I used to be thinner, better looking and smarter...no, really.

It's true. I've been going through some boxes in the basement--ones that we've now carted around to three houses and never opened. I found some old pictures from college. It's impossible for me to believe I was ever that THIN. And at the time, I know I was worried that I was getting fat, the freshman fifteen. Not to mention the definitive lack of wrinkles, dark circles under the eyes and general downward tilt to the mouth. I looked more...sparkly back then. Now, I just look tired and old(er) even though I feel pretty much like the same person on the inside.

I also found a box with some old English papers in them. Damn, I used to be pretty good at that. I used to be able to string together whole sentences--long ones too--with four syllable words in them. Working has destroyed this ability. When you write for the general public, you have to write at about an eighth grade level--I'm being serious--to ensure that your audience will understand you. I'm not even sure I could think that hard any more. Do you think I should get workman's comp? I swear, thanks to working, my intelligence is hitting a downward spiral. Soon, I'll just be publishing blank entries here...

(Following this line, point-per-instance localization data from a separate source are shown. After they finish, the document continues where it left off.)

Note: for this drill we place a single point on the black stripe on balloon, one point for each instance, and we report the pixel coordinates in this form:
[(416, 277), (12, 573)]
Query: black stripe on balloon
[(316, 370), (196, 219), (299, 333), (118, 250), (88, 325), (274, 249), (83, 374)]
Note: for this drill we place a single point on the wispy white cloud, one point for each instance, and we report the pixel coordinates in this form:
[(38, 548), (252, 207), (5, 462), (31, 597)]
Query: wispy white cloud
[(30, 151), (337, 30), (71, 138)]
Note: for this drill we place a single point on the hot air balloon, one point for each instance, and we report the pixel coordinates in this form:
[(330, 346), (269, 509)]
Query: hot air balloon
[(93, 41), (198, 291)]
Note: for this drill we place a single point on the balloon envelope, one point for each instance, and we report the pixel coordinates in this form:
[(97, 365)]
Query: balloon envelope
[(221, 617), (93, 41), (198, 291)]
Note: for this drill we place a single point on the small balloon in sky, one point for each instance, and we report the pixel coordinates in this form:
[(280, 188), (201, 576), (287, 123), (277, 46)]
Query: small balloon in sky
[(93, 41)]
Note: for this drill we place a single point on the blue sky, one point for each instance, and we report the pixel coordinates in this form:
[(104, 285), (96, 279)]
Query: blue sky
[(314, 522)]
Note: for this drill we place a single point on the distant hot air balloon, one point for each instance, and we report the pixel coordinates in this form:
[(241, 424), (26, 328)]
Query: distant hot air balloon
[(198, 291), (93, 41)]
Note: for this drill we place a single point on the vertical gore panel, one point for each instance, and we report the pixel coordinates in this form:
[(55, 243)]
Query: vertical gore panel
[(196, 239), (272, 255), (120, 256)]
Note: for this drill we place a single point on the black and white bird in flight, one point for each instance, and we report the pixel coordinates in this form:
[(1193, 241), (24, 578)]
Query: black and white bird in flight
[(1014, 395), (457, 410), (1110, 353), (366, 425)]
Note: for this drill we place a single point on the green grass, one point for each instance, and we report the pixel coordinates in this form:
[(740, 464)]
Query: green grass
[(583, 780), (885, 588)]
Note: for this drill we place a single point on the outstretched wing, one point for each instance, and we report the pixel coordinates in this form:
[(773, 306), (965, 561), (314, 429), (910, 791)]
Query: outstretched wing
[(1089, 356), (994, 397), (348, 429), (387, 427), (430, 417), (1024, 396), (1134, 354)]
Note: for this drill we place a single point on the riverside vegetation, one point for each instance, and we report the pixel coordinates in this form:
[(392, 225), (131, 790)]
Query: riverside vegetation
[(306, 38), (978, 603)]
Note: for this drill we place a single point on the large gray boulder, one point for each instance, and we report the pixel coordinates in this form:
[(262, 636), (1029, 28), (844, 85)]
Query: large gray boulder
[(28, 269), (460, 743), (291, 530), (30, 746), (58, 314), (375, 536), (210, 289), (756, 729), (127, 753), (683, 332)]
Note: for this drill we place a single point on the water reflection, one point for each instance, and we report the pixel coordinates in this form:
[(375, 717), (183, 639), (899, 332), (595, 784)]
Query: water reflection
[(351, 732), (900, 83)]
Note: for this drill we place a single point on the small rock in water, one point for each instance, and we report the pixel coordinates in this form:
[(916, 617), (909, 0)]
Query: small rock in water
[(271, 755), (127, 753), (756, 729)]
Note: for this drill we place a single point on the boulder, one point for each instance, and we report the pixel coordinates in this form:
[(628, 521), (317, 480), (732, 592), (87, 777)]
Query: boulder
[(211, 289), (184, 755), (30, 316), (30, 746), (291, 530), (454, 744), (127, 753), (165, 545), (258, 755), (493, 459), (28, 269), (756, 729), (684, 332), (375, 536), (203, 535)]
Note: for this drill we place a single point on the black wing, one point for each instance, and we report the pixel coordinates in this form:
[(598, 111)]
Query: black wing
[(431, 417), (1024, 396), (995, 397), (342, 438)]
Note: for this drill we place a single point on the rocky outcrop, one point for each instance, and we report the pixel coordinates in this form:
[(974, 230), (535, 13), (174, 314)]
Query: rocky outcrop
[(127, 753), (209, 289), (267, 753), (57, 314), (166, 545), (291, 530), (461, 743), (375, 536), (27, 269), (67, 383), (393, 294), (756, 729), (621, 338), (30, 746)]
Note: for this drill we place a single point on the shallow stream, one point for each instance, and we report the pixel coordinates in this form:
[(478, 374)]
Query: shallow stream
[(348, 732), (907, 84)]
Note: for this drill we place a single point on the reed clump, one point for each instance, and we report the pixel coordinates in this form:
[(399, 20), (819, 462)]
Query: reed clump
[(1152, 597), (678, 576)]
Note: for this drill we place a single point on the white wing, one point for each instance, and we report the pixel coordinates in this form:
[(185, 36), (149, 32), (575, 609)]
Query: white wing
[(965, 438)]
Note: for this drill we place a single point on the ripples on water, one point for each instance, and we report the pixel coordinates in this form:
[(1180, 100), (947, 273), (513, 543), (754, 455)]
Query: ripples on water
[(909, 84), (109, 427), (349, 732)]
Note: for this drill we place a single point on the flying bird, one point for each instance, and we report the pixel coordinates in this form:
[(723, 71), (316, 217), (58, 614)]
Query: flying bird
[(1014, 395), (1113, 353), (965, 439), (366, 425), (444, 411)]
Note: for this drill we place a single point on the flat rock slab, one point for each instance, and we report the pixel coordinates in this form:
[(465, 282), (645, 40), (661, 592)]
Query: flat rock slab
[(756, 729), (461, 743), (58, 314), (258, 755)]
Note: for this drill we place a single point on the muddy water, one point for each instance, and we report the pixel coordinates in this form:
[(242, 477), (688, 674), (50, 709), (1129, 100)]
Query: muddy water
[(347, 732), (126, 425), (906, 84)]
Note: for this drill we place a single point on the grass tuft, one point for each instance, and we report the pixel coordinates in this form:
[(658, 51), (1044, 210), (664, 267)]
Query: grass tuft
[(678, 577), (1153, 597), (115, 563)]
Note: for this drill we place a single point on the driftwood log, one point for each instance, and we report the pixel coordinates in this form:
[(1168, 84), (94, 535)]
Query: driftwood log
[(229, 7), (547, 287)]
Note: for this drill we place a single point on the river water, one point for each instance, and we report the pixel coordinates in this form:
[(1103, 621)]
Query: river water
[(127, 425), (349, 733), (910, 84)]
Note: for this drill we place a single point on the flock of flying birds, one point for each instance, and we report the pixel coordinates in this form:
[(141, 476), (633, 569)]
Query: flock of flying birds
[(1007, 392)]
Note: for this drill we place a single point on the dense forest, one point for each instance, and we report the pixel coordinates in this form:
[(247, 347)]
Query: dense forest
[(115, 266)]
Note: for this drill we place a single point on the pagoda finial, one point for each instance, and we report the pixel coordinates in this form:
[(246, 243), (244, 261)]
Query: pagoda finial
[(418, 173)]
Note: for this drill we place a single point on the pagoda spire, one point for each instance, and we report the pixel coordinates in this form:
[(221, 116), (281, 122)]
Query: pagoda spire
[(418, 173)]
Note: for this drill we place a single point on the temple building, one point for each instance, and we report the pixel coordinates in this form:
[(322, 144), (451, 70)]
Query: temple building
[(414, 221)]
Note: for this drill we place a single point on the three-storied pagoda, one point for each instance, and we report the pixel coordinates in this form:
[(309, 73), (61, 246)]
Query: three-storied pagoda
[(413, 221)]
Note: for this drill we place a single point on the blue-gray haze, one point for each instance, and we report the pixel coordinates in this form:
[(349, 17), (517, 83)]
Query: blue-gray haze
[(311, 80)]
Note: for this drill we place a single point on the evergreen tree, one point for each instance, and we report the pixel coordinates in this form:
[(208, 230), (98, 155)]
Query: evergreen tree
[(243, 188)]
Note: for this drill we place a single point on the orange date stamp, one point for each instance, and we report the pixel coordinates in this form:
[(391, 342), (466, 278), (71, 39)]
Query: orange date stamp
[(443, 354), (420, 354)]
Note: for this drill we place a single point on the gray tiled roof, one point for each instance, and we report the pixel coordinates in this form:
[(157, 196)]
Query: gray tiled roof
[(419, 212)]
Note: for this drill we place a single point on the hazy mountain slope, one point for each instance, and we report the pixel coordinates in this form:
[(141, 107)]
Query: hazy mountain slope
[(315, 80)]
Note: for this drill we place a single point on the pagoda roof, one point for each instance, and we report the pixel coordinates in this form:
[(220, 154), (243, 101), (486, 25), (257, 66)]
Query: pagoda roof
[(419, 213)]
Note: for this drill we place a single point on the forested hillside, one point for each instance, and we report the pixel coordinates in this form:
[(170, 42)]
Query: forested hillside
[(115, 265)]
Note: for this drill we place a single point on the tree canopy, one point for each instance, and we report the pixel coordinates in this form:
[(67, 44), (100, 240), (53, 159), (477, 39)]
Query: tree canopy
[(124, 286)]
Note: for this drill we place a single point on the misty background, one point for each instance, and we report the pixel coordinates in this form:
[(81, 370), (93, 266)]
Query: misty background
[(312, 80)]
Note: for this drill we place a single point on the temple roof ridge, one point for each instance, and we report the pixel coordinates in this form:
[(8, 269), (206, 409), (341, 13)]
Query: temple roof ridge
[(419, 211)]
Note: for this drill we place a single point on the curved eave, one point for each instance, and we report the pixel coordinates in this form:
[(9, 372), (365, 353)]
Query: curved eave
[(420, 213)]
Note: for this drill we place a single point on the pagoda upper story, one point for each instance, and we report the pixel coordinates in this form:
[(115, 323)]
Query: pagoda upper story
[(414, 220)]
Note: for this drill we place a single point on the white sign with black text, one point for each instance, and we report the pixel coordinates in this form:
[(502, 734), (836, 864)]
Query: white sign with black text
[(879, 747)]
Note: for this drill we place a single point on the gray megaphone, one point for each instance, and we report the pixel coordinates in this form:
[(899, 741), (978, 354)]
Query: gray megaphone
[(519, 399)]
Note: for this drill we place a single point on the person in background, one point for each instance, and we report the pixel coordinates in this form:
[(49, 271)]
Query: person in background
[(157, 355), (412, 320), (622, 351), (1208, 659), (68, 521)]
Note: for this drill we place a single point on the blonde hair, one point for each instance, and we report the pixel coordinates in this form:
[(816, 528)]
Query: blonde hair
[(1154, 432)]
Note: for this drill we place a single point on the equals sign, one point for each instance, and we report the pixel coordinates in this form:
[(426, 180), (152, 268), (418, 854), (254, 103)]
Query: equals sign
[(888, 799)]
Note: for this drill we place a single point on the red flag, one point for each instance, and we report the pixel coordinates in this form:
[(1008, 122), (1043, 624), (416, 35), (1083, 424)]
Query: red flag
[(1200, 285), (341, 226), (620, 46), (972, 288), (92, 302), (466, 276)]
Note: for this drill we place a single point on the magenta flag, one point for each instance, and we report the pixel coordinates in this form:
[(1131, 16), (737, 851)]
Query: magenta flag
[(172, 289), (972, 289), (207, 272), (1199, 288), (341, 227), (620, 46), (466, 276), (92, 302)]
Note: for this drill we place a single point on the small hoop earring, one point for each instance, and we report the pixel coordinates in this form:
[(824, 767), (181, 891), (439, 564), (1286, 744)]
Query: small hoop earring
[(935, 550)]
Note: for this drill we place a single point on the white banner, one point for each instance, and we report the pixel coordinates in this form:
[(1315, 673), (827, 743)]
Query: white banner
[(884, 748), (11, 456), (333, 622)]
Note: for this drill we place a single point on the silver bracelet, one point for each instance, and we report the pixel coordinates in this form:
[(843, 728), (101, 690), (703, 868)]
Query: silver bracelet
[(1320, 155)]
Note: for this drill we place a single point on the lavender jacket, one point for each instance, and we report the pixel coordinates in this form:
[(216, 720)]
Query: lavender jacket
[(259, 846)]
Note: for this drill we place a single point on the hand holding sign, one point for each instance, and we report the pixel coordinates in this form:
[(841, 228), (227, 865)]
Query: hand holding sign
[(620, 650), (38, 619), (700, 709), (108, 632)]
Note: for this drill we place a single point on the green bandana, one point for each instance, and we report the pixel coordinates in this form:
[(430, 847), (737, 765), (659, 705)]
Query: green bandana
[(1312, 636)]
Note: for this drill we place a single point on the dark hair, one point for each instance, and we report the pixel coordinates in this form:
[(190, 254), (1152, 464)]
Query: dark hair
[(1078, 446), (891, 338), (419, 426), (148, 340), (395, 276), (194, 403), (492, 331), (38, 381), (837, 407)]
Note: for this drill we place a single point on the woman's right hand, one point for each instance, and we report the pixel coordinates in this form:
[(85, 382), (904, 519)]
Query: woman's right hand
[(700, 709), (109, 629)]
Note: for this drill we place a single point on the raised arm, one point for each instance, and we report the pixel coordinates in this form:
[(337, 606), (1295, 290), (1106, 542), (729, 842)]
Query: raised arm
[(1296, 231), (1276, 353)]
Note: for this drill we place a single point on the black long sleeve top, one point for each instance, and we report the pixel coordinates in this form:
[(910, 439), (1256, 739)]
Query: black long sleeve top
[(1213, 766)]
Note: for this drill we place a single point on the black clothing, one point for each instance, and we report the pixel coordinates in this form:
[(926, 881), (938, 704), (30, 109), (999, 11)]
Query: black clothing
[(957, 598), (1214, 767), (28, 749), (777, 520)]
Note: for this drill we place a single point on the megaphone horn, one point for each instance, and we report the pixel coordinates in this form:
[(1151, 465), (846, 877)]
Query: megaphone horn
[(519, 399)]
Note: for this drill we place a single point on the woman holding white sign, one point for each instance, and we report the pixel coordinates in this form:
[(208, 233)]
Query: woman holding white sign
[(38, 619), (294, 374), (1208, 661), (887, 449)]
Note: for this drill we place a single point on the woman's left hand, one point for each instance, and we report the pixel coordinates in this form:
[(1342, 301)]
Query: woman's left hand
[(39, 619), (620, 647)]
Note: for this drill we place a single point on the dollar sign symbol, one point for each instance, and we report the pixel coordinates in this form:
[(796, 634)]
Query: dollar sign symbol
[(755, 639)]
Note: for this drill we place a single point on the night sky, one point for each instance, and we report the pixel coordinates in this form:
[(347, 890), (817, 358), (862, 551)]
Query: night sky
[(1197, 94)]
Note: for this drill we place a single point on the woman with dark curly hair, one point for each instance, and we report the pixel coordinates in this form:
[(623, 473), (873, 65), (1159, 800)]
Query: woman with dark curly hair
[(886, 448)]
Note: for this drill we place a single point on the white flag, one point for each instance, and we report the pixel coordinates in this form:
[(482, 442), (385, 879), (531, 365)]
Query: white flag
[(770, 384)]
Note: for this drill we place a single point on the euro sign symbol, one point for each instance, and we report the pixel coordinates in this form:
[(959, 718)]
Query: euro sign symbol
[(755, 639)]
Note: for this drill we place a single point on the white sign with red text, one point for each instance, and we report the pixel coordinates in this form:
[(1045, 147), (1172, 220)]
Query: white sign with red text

I want to walk around and wave those English papers around at people and shout, "See, I used to be smarter than this!!!" Of course, doing so would probably not prove my point...or maybe it would : )

1 comment:

Anonymous said...

Stace,

I'm so glad I'm not the only one who feels the "I used to be smarter" thing. I swear, working has atrophied my brain...I, too, look at old college papers (heck, even old high school ones) and marvel at the fact that I actually wrote them. I miss being smart -- but hey, in exchange I get to be scatter-brained, bitter and exhausted. Woo hoo.